The MASM Forum

General => The Laboratory => Topic started by: Farabi on June 17, 2012, 09:04:50 PM

Title: GPU Matrix multiply
Post by: Farabi on June 17, 2012, 09:04:50 PM


fMat4fGPUMul proc uses esi edi lpdestination:dword,lpMat4x41:dword,lpMat4x42:dword

invoke glPushMatrix
invoke glMatrixMode,GL_MODELVIEW
; invoke glLoadIdentity
invoke glLoadMatrixf,lpMat4x41
invoke glMultMatrixf,lpMat4x42
invoke glGetFloatv,GL_MODELVIEW_MATRIX,lpdestination
invoke glPopMatrix

ret
fMat4fGPUMul endp



Im Impressed with the capability of my SiS card on multiplying a matrix. It took 3 seconds for calculating 100 millions matrix.
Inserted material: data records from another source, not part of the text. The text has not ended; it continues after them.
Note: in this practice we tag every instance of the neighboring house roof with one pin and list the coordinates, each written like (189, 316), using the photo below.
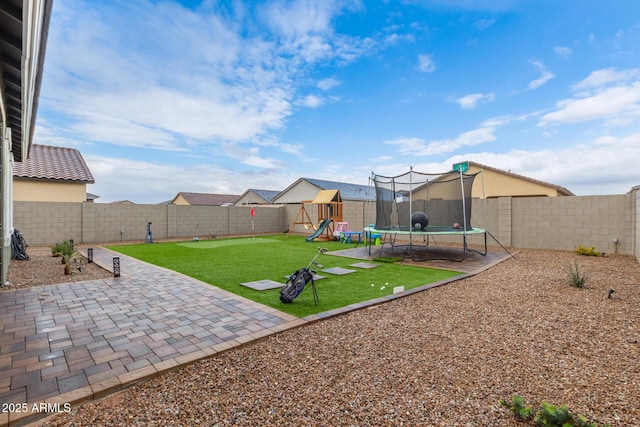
(53, 164)
(562, 191)
(266, 195)
(347, 191)
(206, 199)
Compared to my FPU version of matrix multiplication wich is took 20 minutes, I should reconsider that something was wrong on the software, not the hardware. For a system that clocked at 250 Mhz, it is far superior than a dual core 1.86 Ghz processor.
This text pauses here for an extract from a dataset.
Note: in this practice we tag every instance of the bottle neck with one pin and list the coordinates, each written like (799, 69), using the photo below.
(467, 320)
Now, I think we need a new term for a processor quality. How can a dual core muli hundreds Mega Hertz can be so slow compared to a GPU which is not even a quarter from it.
Title: Re: GPU Matrix multiply
Post by: zooba on June 18, 2012, 07:34:18 PM
FLOPS (http://en.wikipedia.org/wiki/Flops) would be the measurement you're after.
Title: Re: GPU Matrix multiply
Post by: johnsa on June 19, 2012, 04:59:43 AM

100 million matrix multiplies shouldn't take 20min..
On my Core2 Duo 2.0ghz (about 5 years old) I can do at least 10-20 million per second using sse2.
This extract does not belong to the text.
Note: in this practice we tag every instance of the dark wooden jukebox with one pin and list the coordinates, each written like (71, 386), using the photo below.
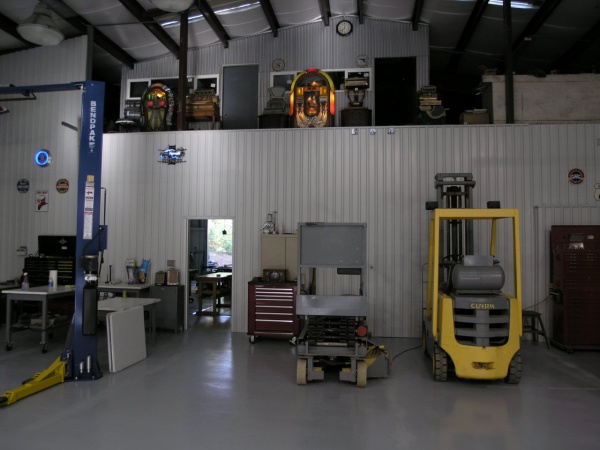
(312, 100)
If you're using FPU, It sounds like you might have a denormal issue or an fpu stack alignment problem to make it that slow.
Either way my suggestion would be to use SIMD for anything like that.

Another tip might be to store your matrices in ROW and COLUMN order simultaneously to avoid having to swizzle them on the fly for vertex/vector transforms by that matrix. Not that this
usually matters much as you only have to swizzle once per transform batch.


Title: Re: GPU Matrix multiply
Post by: Farabi on June 19, 2012, 12:25:19 PM
Quote from: johnsa on June 19, 2012, 04:59:43 AM

100 million matrix multiplies shouldn't take 20min..
On my Core2 Duo 2.0ghz (about 5 years old) I can do at least 10-20 million per second using sse2.

If you're using FPU, It sounds like you might have a denormal issue or an fpu stack alignment problem to make it that slow.
Either way my suggestion would be to use SIMD for anything like that.

Another tip might be to store your matrices in ROW and COLUMN order simultaneously to avoid having to swizzle them on the fly for vertex/vector transforms by that matrix. Not that this
usually matters much as you only have to swizzle once per transform batch.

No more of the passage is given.